The numbers from the census:

• Between 2016 and 2021 Victoria’s population grew from 85,792 to 91,867, or 6,075 people (a 7.1 per cent increase). The average number of people per dwelling in Victoria is 1.8 (it was the same in 2016 and 2021), so simple division shows that the number of dwellings needed to meet population growth was 3,375.

• There were 49,212 dwellings in Victoria in 2016; in 2021 there were 53,070. That’s a 7.5 per cent increase of 3,858, or 483 more than were needed just to meet population growth.

• Between 2016 and 2021 the median price of owner-occupied dwellings in Victoria increased 57 per cent from $501,000 to $785,000. Median monthly rents increased 35 per cent from $962 to $1,300.

A simple economic belief is that increasing supply will bring down prices. In the case of housing, the opposite seems to have happened. In Victoria, and also in the Capital Regional District and British Columbia, the cost of housing has gone through the roof even though housing supply has met and exceeded demand.

So I absolutely agree with McInnes; we need to check the math before proposing housing solutions. The missing middle strategy and 30-storey towers may add lots of houses and apartments, but the census numbers suggest they will do little to resolve the housing crisis unless some way is found to gear house prices and rents to what is affordable for households earning less the median after-tax income of about $60,000 a year.

Ted Relph

Victoria

Climate crisis and the need for housing

Re: “Before we look for housing solutions, check the math,” commentary, Feb. 11.

Pretty good explanation, but omitted the biggest factor — we’re in a climate crisis.

A just society makes sure everybody has quality housing that doesn’t add more carbon to the atmosphere. Both are simple to accomplish. The British report New Tricks With Old Bricks (at www.No-Use-Empty.org) shows how.

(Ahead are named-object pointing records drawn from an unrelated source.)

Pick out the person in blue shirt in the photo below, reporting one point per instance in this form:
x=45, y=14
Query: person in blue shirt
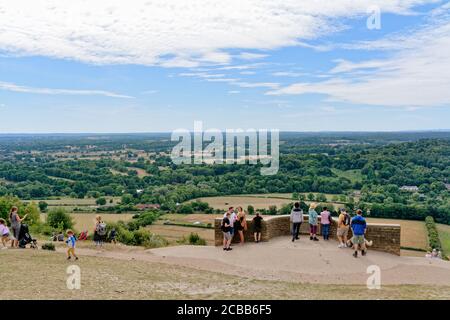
x=359, y=227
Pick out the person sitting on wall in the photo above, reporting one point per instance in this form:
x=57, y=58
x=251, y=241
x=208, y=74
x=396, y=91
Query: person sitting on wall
x=296, y=220
x=257, y=226
x=313, y=219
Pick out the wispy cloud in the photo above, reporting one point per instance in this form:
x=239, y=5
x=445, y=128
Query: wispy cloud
x=292, y=74
x=150, y=92
x=415, y=74
x=271, y=85
x=172, y=33
x=50, y=91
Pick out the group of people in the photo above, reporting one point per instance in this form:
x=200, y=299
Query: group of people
x=235, y=221
x=345, y=222
x=12, y=233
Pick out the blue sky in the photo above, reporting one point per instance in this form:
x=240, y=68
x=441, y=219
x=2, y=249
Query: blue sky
x=161, y=65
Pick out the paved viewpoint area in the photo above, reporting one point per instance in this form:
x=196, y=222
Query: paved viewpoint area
x=305, y=261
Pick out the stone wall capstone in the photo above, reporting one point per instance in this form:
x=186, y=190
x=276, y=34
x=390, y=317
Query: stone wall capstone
x=385, y=237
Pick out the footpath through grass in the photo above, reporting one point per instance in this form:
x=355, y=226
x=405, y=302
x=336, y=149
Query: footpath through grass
x=43, y=276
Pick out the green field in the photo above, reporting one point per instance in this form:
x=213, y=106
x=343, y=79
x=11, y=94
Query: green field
x=444, y=235
x=352, y=175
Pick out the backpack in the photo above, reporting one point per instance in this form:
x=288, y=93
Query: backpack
x=223, y=224
x=101, y=229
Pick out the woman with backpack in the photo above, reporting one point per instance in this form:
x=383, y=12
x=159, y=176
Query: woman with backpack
x=16, y=223
x=99, y=231
x=342, y=229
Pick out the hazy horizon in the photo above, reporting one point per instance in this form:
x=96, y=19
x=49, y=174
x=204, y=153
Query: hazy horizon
x=153, y=66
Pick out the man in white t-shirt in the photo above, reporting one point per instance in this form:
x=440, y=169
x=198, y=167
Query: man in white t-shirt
x=232, y=219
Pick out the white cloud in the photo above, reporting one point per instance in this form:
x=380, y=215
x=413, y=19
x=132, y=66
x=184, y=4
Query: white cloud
x=271, y=85
x=416, y=73
x=171, y=33
x=251, y=56
x=24, y=89
x=288, y=74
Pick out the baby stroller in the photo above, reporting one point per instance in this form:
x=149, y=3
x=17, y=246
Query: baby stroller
x=25, y=237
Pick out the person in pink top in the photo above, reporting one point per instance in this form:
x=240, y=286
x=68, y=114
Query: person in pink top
x=325, y=220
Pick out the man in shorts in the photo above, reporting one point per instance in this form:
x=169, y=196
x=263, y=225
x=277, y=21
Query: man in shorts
x=359, y=228
x=226, y=232
x=342, y=229
x=232, y=217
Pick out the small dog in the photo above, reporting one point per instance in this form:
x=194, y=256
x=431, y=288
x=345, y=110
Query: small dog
x=368, y=243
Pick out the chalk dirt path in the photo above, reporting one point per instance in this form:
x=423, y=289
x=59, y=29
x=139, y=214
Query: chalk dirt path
x=302, y=262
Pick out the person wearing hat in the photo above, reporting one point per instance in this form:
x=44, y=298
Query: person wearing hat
x=313, y=218
x=342, y=229
x=227, y=237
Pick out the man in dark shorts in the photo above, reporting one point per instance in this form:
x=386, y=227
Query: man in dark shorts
x=257, y=226
x=226, y=232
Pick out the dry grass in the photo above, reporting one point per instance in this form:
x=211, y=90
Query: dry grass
x=43, y=276
x=75, y=201
x=86, y=221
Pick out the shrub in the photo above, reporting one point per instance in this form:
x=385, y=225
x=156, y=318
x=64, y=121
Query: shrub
x=33, y=214
x=48, y=246
x=273, y=210
x=101, y=201
x=43, y=206
x=59, y=219
x=433, y=235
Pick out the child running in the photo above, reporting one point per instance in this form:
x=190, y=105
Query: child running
x=325, y=222
x=71, y=244
x=4, y=233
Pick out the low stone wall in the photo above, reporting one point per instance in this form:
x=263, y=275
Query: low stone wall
x=385, y=237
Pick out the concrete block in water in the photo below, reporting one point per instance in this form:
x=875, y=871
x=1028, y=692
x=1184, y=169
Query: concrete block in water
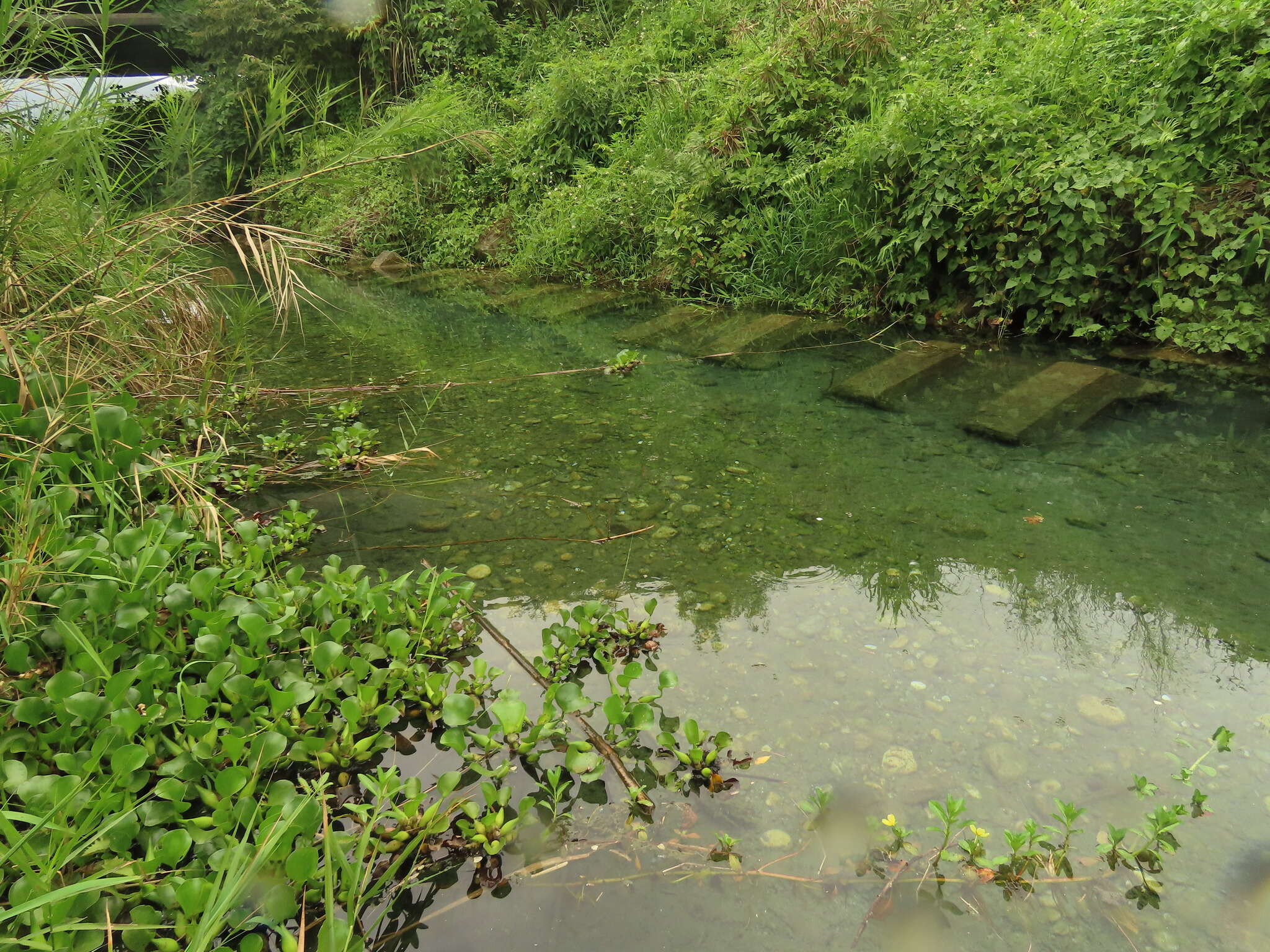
x=756, y=334
x=664, y=330
x=1062, y=397
x=886, y=382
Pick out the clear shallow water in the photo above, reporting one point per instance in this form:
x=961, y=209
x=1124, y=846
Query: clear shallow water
x=840, y=584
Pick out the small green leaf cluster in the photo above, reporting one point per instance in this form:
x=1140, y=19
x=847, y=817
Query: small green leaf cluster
x=347, y=447
x=700, y=756
x=494, y=827
x=596, y=633
x=624, y=363
x=1044, y=850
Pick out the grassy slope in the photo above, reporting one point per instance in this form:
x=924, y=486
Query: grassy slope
x=1091, y=169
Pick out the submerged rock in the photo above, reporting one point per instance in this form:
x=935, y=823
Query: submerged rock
x=900, y=760
x=776, y=839
x=1003, y=762
x=1098, y=711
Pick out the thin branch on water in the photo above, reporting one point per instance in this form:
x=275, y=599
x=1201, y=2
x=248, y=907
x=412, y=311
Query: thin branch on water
x=597, y=742
x=491, y=541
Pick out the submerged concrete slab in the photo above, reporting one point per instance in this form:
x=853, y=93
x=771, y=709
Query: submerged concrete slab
x=666, y=328
x=440, y=280
x=755, y=343
x=585, y=302
x=522, y=296
x=912, y=367
x=1175, y=355
x=1062, y=397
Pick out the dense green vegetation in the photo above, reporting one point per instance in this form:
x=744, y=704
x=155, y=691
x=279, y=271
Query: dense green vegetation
x=1090, y=168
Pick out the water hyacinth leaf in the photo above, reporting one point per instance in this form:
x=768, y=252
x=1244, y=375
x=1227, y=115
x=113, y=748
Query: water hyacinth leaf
x=100, y=594
x=63, y=684
x=128, y=617
x=231, y=780
x=31, y=710
x=351, y=711
x=173, y=847
x=14, y=774
x=87, y=706
x=582, y=758
x=253, y=625
x=569, y=697
x=458, y=710
x=17, y=656
x=128, y=759
x=178, y=598
x=203, y=582
x=192, y=894
x=301, y=865
x=127, y=720
x=447, y=782
x=642, y=718
x=615, y=710
x=510, y=711
x=327, y=654
x=693, y=731
x=128, y=541
x=210, y=645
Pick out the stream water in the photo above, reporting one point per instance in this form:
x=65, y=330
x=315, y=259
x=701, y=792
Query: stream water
x=868, y=597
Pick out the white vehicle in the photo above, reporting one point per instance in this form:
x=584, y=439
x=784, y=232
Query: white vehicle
x=31, y=97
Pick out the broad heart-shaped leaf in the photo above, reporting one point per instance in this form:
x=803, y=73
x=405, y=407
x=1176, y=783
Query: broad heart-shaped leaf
x=615, y=708
x=693, y=731
x=337, y=936
x=642, y=718
x=128, y=617
x=203, y=582
x=87, y=706
x=510, y=711
x=128, y=542
x=173, y=847
x=569, y=697
x=446, y=782
x=231, y=780
x=458, y=710
x=580, y=758
x=301, y=865
x=63, y=684
x=128, y=759
x=326, y=654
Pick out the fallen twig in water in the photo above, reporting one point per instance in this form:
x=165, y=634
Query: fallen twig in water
x=597, y=742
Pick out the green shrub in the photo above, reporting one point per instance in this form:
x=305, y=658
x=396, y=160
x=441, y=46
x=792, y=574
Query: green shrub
x=1093, y=170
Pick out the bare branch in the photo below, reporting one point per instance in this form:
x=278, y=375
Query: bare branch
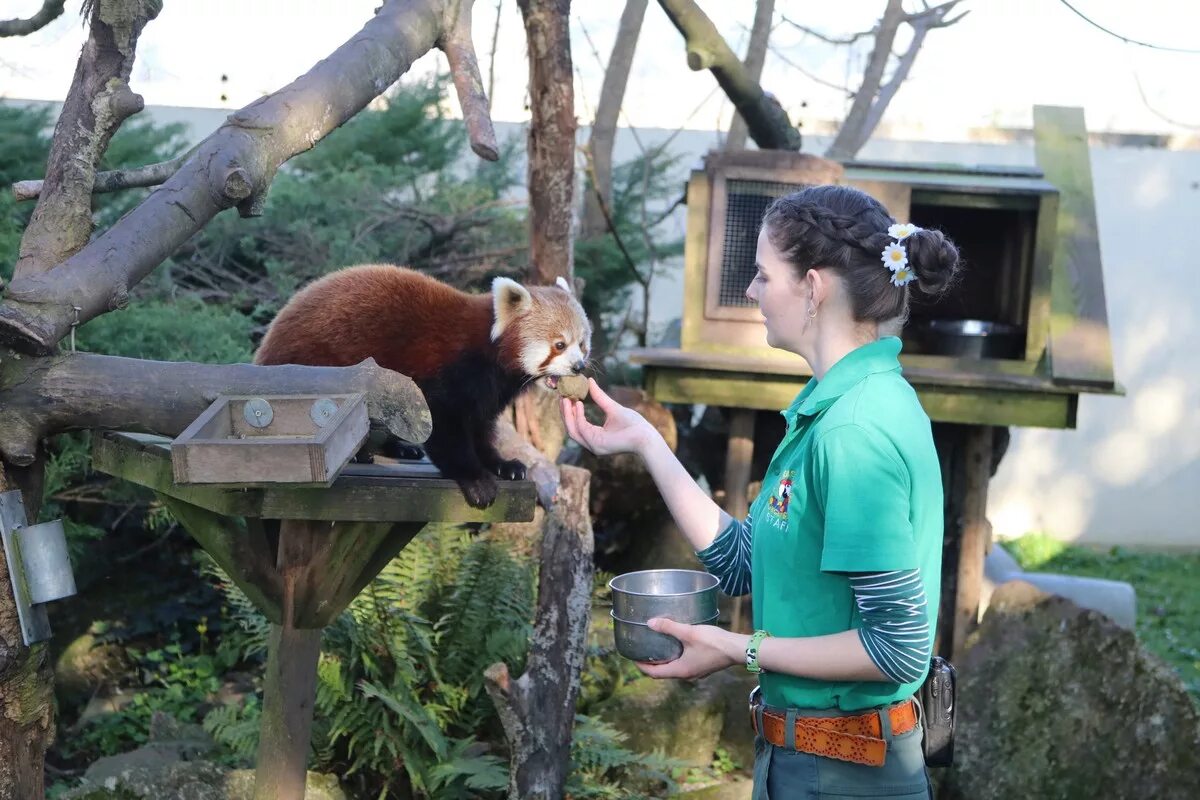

Carbon means test every proposed new structure. How much embedded carbon will the new structure’s life cycle require and emit? Add up the carbon for the aluminum, cement, wood, plastic, steel, glass, drywall, caulking, copper, ABS pipe, rubber, heating system, appliances, etc.

If a current structure somewhere else can fill the bill through a high-quality renovation that the intended purchaser would benefit from — we don’t even have to build the new structure.

“Affordability” in other locations such as Austria, Singapore, Venezuela and Cuba is up to 30 per cent of income. That’s a simple political choice. So is being led strictly by the ghost called the “invisible hand of the free market.”

It’s time to reimagine “economy” without the pitfalls of prior experiments.